China to open archives to MIA hunt

Americans hope for answers on missing troops from Korean War

? Chinese officials have agreed to consider a U.S. request to search military archives that could yield clues to the fate of missing Korean War servicemen possibly held by China, the U.S. Embassy said Tuesday.

Beijing was “optimistic that a way could be found to access the documents,” the embassy said in a statement.

China also will help organize local support for U.S. investigations at sites where the remains of U.S. airmen from World War II, the Korean War and the Vietnam War might be found, it said. The probes should take place next year, it said.

The Chinese military ran prisoner-of-war camps in North Korea after intervening in the war in October 1950 to push U.S.-led United Nations forces back from the Yalu River separating China and North Korea.
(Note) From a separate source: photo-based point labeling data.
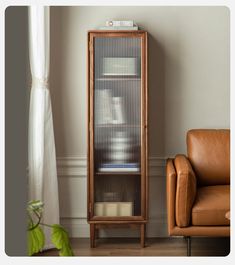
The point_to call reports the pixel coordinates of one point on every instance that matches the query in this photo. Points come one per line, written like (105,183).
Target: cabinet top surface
(116,31)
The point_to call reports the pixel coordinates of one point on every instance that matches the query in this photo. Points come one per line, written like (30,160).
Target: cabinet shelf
(121,78)
(117,126)
(114,173)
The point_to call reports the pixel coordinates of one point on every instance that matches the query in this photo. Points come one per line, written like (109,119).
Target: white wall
(188,87)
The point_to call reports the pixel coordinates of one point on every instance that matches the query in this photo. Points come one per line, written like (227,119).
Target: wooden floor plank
(175,246)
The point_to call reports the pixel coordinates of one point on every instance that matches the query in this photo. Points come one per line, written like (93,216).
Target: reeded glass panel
(117,117)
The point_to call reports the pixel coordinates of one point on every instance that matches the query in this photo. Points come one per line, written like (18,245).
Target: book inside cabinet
(117,130)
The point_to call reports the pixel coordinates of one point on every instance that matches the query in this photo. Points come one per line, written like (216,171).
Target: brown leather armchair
(198,186)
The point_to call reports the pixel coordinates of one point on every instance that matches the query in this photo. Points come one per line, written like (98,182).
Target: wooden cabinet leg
(92,235)
(142,235)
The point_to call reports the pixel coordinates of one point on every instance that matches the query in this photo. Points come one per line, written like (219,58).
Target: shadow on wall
(156,75)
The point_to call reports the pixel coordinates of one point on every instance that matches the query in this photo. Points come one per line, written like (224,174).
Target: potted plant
(36,237)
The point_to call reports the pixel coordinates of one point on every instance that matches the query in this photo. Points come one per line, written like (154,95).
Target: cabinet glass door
(117,126)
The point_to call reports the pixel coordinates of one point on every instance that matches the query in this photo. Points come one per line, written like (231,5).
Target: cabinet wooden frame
(142,219)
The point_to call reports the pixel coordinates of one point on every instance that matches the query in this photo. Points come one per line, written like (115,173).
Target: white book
(118,28)
(103,106)
(118,116)
(118,169)
(119,23)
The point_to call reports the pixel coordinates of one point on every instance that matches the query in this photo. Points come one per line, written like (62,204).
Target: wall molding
(77,166)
The Pentagon has said it has information that China took some U.S. POWs into China during the war.

Relatives of missing servicemen welcomed the news of China’s decision with wary optimism.
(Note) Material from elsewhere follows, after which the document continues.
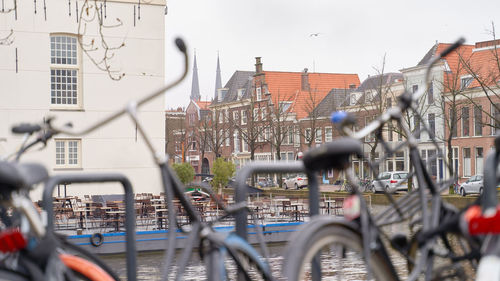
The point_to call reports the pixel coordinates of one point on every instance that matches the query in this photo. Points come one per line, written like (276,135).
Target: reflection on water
(150,264)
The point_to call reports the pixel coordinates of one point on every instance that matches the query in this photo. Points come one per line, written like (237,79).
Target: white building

“We’re delighted that they’re even agreeing to consider it. They have made similar comments in the past but never fulfilled them,” said John Zimmerlee, executive director of the Marietta, Ga.-based Korean War POW/MIA Network, whose father was an Air Force navigator on a B-26 shot down over North Korea in 1952.

The Pentagon has unsuccessfully tried for years to convince the Chinese government that its archives could contain important information about some of the 8,100 U.S. servicemen missing after the Korean War.
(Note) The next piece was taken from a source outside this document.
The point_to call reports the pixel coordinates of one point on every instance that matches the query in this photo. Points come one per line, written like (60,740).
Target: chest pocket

China repeatedly has denied it has any information about the fate of American GIs.

“This would be big, this would be really big,” said Robin Piacine, president of the Coalition of Families of Korean and Cold War POW/MIAs. Her uncle was an army medic who went missing in 1950 when Chinese forces overtook Cho San reservoir.

“This would be a really good boost for morale for our families to know that this actually going to happen,” she said.

Last year, the Pentagon identified the remains of Air Force Capt. Troy “Gordie” Cope, of Norfork, Ark., whose jet crashed on Chinese territory in 1952 after being shot down during a dogfight with a Russian flying for North Korea.

It was the first time remains of a U.S. military pilot from the Korean War were recovered on Chinese territory. U.S. officials saw the case as an important step forward in cooperation on MIAs.